Open Access Research article

Simple sequence repeats in Helicobacter canadensis and their role in phase variable expression and C-terminal sequence switching

Lori AS Snyder12*, Nicholas J Loman1, James D Linton3, Rebecca R Langdon4, George M Weinstock5, Brendan W Wren4 and Mark J Pallen1

Author Affiliations

1 Centre for Systems Biology, School of Biosciences, University of Birmingham, Edgbaston, Birmingham, B15 2TT, UK

2 School of Life Sciences, Kingston University, Kingston upon Thames, KT1 2EE, UK

3 Faculty of Life Sciences, University of Manchester, Michael Smith Building, Oxford Road, Manchester, M13 9PT, UK

4 Pathogen Molecular Biology Unit, London School of Hygiene and Tropical Medicine, Keppel Street, London, WC1E 7HT, UK

5 The Genome Center, Washington University School of Medicine, St.
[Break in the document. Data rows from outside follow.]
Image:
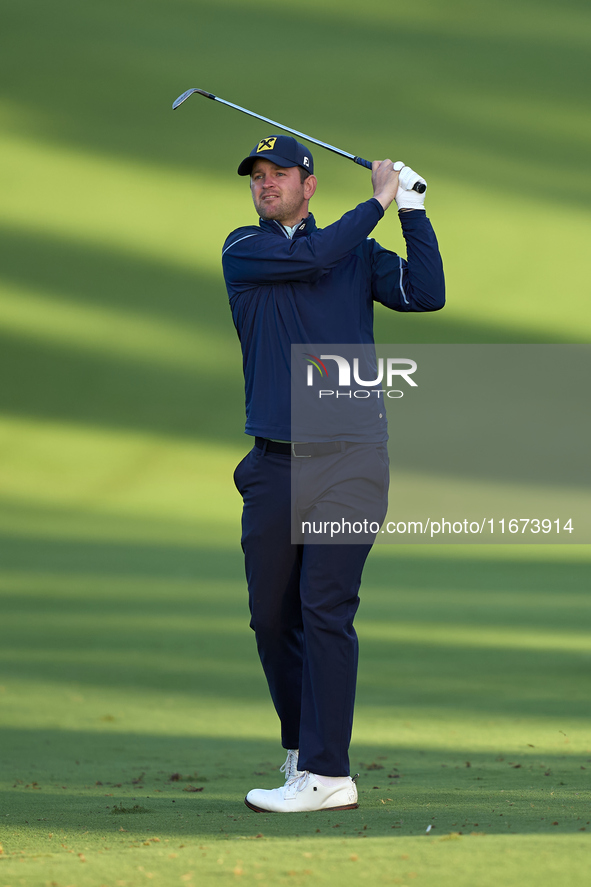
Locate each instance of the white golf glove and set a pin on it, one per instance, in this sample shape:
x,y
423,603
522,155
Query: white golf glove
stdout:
x,y
406,198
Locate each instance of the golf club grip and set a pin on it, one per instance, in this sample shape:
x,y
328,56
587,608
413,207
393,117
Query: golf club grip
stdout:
x,y
419,187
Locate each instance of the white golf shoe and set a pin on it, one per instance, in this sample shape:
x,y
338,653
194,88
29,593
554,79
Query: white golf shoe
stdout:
x,y
290,768
304,794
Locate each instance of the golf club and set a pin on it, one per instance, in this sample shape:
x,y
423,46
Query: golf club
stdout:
x,y
419,187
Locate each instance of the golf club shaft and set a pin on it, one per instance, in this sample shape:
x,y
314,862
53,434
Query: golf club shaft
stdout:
x,y
419,186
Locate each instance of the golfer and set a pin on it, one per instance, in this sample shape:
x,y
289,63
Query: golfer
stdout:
x,y
290,282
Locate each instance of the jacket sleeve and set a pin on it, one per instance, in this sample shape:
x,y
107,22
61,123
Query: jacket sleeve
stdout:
x,y
416,284
260,258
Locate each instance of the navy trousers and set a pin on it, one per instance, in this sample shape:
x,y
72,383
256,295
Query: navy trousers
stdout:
x,y
303,599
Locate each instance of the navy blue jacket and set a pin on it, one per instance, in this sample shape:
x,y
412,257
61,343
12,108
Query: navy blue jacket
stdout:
x,y
318,287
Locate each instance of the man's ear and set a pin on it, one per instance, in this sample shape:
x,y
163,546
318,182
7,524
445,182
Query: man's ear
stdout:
x,y
310,186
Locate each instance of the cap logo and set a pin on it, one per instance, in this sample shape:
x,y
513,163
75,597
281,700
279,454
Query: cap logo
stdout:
x,y
266,144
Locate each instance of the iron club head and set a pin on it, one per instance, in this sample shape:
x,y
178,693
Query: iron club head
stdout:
x,y
182,98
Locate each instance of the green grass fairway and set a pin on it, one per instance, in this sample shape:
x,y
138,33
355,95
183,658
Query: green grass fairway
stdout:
x,y
126,659
131,681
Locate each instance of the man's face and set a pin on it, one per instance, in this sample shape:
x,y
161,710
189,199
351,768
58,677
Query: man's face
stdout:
x,y
278,192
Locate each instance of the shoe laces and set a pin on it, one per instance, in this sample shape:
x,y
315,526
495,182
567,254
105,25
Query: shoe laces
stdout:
x,y
290,768
297,783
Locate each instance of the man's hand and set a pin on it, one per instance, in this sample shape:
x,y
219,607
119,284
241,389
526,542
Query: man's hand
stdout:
x,y
384,179
406,198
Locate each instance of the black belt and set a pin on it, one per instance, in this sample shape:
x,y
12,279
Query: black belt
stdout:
x,y
301,450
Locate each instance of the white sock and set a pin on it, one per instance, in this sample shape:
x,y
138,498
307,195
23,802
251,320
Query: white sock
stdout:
x,y
330,781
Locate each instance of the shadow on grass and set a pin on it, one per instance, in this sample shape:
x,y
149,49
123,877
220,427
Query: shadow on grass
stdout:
x,y
480,90
70,781
437,634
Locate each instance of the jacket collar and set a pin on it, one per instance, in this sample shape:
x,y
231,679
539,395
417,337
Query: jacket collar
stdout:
x,y
307,226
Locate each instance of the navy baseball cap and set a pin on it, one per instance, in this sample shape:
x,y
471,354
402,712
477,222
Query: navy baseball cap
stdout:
x,y
281,150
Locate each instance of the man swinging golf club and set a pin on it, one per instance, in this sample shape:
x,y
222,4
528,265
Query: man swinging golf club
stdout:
x,y
291,282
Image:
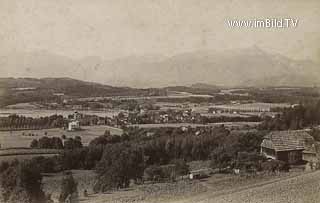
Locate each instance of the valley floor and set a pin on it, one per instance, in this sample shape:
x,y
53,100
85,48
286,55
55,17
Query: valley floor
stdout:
x,y
293,187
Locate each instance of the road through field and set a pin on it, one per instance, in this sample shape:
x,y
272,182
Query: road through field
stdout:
x,y
304,188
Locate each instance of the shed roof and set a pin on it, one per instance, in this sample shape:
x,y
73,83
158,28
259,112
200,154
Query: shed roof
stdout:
x,y
286,140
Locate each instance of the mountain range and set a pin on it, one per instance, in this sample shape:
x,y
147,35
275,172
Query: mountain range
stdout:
x,y
246,67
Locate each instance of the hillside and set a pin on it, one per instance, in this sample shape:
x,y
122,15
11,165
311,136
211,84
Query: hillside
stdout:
x,y
242,67
17,90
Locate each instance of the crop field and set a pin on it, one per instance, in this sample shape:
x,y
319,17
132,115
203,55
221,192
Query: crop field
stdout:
x,y
21,157
256,106
193,125
23,138
293,187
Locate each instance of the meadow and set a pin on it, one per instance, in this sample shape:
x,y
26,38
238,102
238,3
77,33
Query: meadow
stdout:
x,y
23,138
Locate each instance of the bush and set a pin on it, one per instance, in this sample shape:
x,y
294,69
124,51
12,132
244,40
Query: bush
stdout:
x,y
21,182
69,189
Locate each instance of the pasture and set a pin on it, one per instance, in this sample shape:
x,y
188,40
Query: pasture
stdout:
x,y
23,138
193,125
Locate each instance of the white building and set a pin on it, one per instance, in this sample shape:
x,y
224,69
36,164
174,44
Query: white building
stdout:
x,y
73,125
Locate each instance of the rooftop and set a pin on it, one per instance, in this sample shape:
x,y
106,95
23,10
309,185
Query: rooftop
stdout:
x,y
287,140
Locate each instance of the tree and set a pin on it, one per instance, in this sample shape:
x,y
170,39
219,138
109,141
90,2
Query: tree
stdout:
x,y
119,164
21,182
69,189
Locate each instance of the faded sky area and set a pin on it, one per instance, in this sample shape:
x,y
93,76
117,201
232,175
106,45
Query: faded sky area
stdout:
x,y
117,28
85,39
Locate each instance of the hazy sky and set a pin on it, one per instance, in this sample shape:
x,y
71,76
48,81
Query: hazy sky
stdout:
x,y
117,28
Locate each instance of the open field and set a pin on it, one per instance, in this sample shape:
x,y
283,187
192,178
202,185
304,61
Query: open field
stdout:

Louis, Missouri, USA

For all author emails, please log on.

BMC Genomics 2010, 11:67  doi:10.1186/1471-2164-11-67

Published: 27 January 2010

Abstract

Background

Helicobacter canadensis is an emerging human pathogen and zoonotic agent. The genome of H. canadensis was sequenced previously and determined to contain 29 annotated coding regions associated with homopolymeric tracts.

Results

Twenty-one of the repeat-associated coding regions were determined to be potentially transcriptionally or translationally phase variable. In each case the homopolymeric tract was within the predicted promoter region or at the 5' end of the coding region, respectively. However, eight coding sequences were identified with simple sequence repeats toward the 3' end of the open reading frame. In these cases, the repeat tract would be too far into the coding region to be mediating translational phase variation. All of the 29 coding region-associated homopolymeric tracts display variability in tract length in the sequencing read data.

Conclusions

Twenty-nine coding regions have been identified in the genome sequence of Helicobacter canadensis strain NCTC13241 that show variations in homopolymeric tract length in the bacterial population, indicative of phase variation. Five of these are potentially associated with promoter regions, which would lead to transcriptional phase variation. Translational phase variation usually switches expression of a gene ON and OFF due to the repeat region being located sufficiently close to the initiation codon for the resulting frame-shift to lead to a premature termination codon and stop the translation of the protein. Sixteen of the 29 coding regions have homopolymeric tracts characteristic of translational phase variation. For eight coding sequences with repeats located later in the reading frame, changes in the repeat tract length would alter the protein sequence at the C-terminus but not stop the expression of the protein. This mechanism of C-terminal phase variation has implications for stochastic switching of protein sequence in bacterial species that already undergo transcriptional and translational phase variation.